Connectors → Local Files
About the Local Files connector
The Local Files connector allows you to connect to directory that is available to the host of the Analytics Service. The directory is typically a shared mount, but can also be the same path to the data folder for a given tenant in Shared Storage. The Local Files connector supports ingesting one or more files of the following types:
- Text (
.csv
,.tsv
,.tab
,.txt
) - Excel (
.xlsx
) - Parquet (
.parquet
) - Optimized Row Columnar (
.orc
)
Local Files Connector Updates
This section is to explore the updates in the newer versions of the Local Files connector available on the Incorta connectors marketplace.

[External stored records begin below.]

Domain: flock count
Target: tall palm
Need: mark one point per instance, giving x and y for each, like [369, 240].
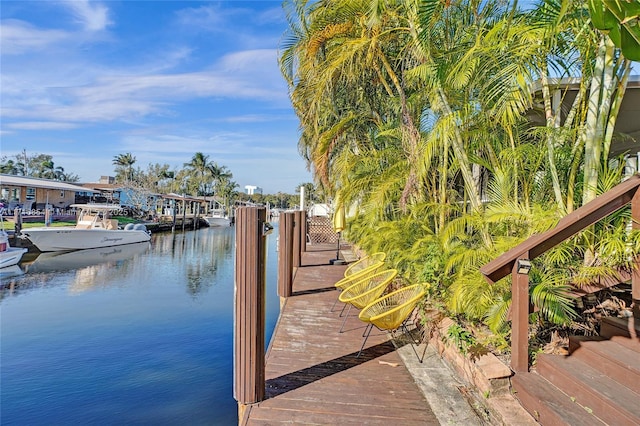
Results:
[200, 169]
[345, 63]
[126, 161]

In order to get the newer version of the connector, please update the connector using the marketplace.
Version | Updates |
---|---|
2.0.1.8 | Fixed an issue with versions from 2.0.1.0 to 2.0.1.7 of the Local Files connector that might have affected users who use Wildcard Union on directories containing a large number of files, resulting in load failures or longer load times |
Keep your connector up-to-date with the latest connector version released to get all introduced fixes and enhancements.

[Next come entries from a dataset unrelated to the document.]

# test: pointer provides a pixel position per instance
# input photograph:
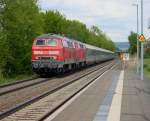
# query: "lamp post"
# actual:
(142, 42)
(137, 6)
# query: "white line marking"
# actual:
(115, 109)
(51, 117)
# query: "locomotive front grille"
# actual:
(46, 58)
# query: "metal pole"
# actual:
(137, 38)
(141, 42)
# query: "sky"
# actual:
(116, 18)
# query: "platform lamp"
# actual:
(137, 7)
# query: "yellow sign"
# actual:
(141, 38)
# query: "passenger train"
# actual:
(51, 52)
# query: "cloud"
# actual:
(115, 17)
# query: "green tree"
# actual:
(133, 42)
(21, 22)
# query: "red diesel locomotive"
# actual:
(52, 52)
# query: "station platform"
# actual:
(119, 95)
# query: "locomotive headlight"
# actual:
(38, 52)
(53, 52)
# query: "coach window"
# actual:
(52, 42)
(40, 42)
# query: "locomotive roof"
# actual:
(49, 35)
(97, 48)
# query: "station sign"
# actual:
(141, 38)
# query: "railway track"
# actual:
(17, 107)
(15, 86)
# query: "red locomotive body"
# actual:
(53, 52)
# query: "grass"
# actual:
(147, 67)
(4, 81)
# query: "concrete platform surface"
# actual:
(136, 96)
(119, 95)
(85, 107)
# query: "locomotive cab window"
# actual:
(40, 42)
(52, 42)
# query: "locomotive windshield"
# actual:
(52, 42)
(40, 42)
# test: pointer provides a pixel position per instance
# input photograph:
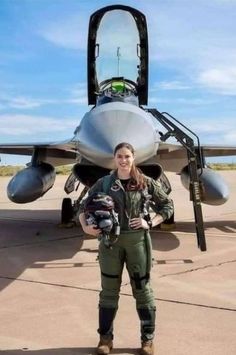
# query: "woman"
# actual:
(133, 248)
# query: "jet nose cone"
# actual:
(110, 124)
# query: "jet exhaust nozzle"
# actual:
(214, 190)
(31, 183)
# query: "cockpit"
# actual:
(117, 56)
(117, 89)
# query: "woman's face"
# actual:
(124, 159)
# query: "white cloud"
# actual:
(28, 125)
(172, 85)
(222, 80)
(70, 32)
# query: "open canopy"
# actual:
(118, 47)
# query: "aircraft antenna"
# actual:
(118, 60)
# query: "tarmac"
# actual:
(50, 281)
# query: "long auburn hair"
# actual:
(135, 173)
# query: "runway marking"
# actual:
(121, 293)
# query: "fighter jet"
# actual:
(119, 97)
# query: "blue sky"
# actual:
(43, 46)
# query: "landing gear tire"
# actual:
(66, 211)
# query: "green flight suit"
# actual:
(132, 248)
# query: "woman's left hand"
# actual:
(138, 223)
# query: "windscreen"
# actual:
(117, 46)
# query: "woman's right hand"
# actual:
(92, 229)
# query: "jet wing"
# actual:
(55, 153)
(173, 157)
(176, 151)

About the Local Files connector
The Local Files connector also supports the use of Remote tables. Remote tables enable you to access large CSV, Parquet, and ORC files without loading them into memory. Duplicating these large files wastes disk space and uses too much memory when only a small portion of this data might be needed.
It is not possible to utilize the Local Files connector as a Remote table for Microsoft Excel files.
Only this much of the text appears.